In the Search component, a user submits a POST request to the server at '/search' and the searchContainer grabs this result, which is a list of possible matches and dispatches it to the global State object, who assigns this array of results to a property accessible via state.foodQueries. The SearchContainer maps state.foodQueries to the prop 'foodList' on the Search component. Search component then renders these foods in its prop as a list of clickable options to select. If an option is selected, its matching food object in the foodsList array is sent to the state, who stores it at state.selectedFoods. NOTE: the food objects in this array do not contain as much nutritional info as the food objects in state.foods because they are only tentative possibilites. Once the user has selected a food they know they want to store, we will grab the complete nutritional profile for that food

SELECTEDFOOD

The selectedFood component has a prop called selectedFoods (an array), which is mapped to the state.selectedFoods value via selectedFoodContainer. The selected Food then renders all foods in this array into a list with a possible input value, which represents the quantity that was consumed of this food which the user must input. Once the user has selected a quantity for each foodentry and clicked the submit buttton, the selectedFood container will use this data to create a new meal object which is pushed to the top of the array at state.user.meals.
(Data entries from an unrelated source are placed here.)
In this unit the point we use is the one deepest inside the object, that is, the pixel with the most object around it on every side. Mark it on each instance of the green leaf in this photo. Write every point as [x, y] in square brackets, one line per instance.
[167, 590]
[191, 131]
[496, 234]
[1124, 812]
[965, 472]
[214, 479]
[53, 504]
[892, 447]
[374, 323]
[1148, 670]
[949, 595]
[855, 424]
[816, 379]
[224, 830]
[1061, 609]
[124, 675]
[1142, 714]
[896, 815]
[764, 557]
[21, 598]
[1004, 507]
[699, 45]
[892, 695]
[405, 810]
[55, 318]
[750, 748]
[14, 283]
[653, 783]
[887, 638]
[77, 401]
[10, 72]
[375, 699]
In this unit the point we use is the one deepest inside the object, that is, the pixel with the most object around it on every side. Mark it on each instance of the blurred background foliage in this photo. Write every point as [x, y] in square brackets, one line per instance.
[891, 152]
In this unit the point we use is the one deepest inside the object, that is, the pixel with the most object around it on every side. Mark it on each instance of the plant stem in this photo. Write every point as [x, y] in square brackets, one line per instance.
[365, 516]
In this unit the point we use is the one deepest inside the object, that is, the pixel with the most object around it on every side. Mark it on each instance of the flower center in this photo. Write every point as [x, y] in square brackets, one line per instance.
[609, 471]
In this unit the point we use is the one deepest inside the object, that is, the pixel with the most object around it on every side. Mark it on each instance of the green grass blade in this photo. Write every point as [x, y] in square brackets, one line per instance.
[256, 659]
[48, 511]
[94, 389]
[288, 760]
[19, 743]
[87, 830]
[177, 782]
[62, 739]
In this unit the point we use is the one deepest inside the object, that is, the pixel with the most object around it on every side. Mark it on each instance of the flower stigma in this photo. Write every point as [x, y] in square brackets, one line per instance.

It will also check for any new foodIds that were submitted in this section and obtain their complete nutritional info and store that as a new entry in the dictionary object state.user.foods. Any components that depend on these values (mainly the Summary Component and the Calorie log component, will then re-render with the newly updated info)

TECHNOLOGIES:

Front-end: React, Redux, Gulp, Browserify. Note that a gulp file is setup to babelify and bundle all files on the client. If any change is made in the client files, run 'gulp' in the command-line to re-compile the bundle.js. Also, in order to designate which files are to be babelified (due to ES6 syntax and JSX syntax), we adopted the file extension .jsx on those files so that we only transpile the right ones.